First, find the contents page. The signal that actually separates a contents page from prose is dot-leader density: several lines of the shape Some title .......... 42. A keyword like “contents” raises confidence but is not required, and on its own is a weak signal (a sentence can say “table of contents”). The reader works on line_df alone, so it is engine-agnostic.

In: line_df. Out: entries with a title and a displayed_page, the page number as printed on the line.

import re
# "Introduction ......... 12"             "Introduction       12"
DOTTED   = re.compile(r"^(.*?\S)[.…](?:[.…\s]){2,}(\d{1,3})$")
TRAILING = re.compile(r"^(.{2,70}?\S)\s{2,}(\d{1,3})$")

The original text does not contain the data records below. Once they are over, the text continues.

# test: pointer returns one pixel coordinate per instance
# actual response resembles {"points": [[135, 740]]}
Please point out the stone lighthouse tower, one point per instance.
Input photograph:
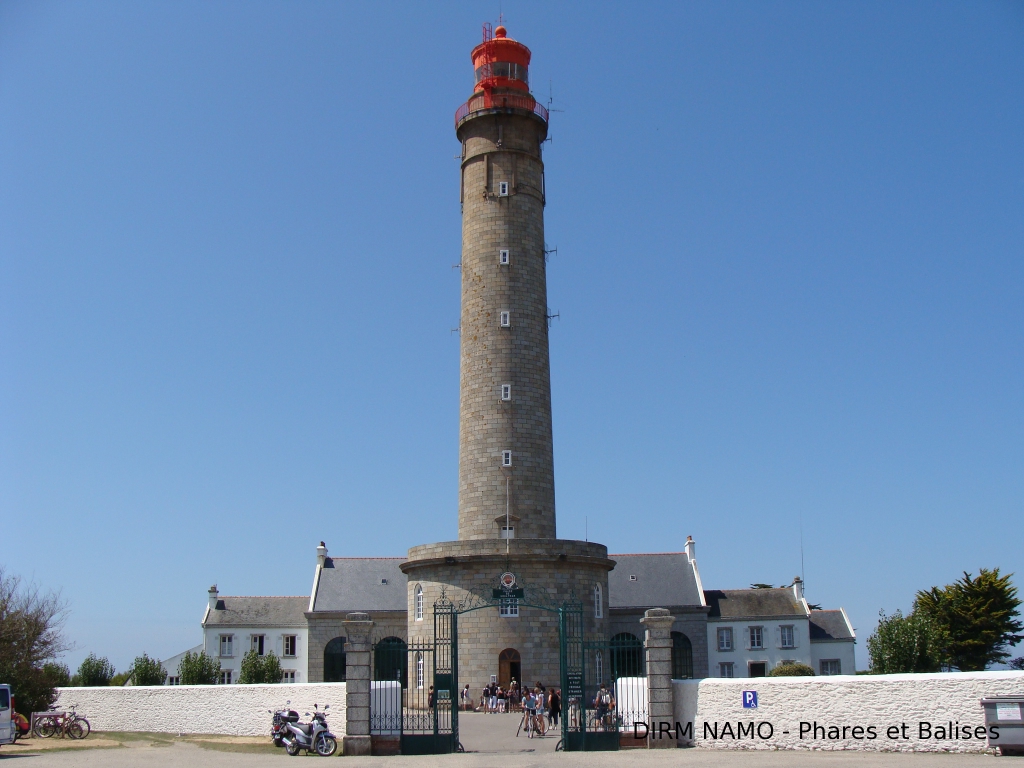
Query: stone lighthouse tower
{"points": [[506, 466], [505, 453]]}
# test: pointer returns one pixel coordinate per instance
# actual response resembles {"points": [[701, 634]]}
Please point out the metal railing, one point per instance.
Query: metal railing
{"points": [[486, 100]]}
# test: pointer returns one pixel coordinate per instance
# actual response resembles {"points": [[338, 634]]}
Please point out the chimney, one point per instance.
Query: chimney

def extract_toc_from_contents(line_df):
    entries = []
    for page in find_contents_pages(line_df):    # pages dense in dot leaders
        for line in lines_of(line_df, page):
            m = DOTTED.match(line) or TRAILING.match(line)
            if m:
                title, label = m.group(1).strip(), int(m.group(2))
                entries.append({"title": title,
                                "displayed_page": label,      # printed label
                                "level": infer_level(title)}) # "2.3.1" -> 3
    return entries

4.2 The Label Is Not the Page

Here is the subtlety. The contents page says Introduction .... 1. Page 1 of the file is the cover, not the introduction. A front matter of a cover, a foreword, and the contents page itself sits in front, so the printed label and the physical page live in different numbering spaces. The alignment step resolves this offset by scanning the document for pages whose extracted text matches the printed label, anchoring the printed numbering to the file’s physical page indices and shifting every entry accordingly. Once that offset is known, every displayed_page maps cleanly to a start_page the rest of the pipeline can use.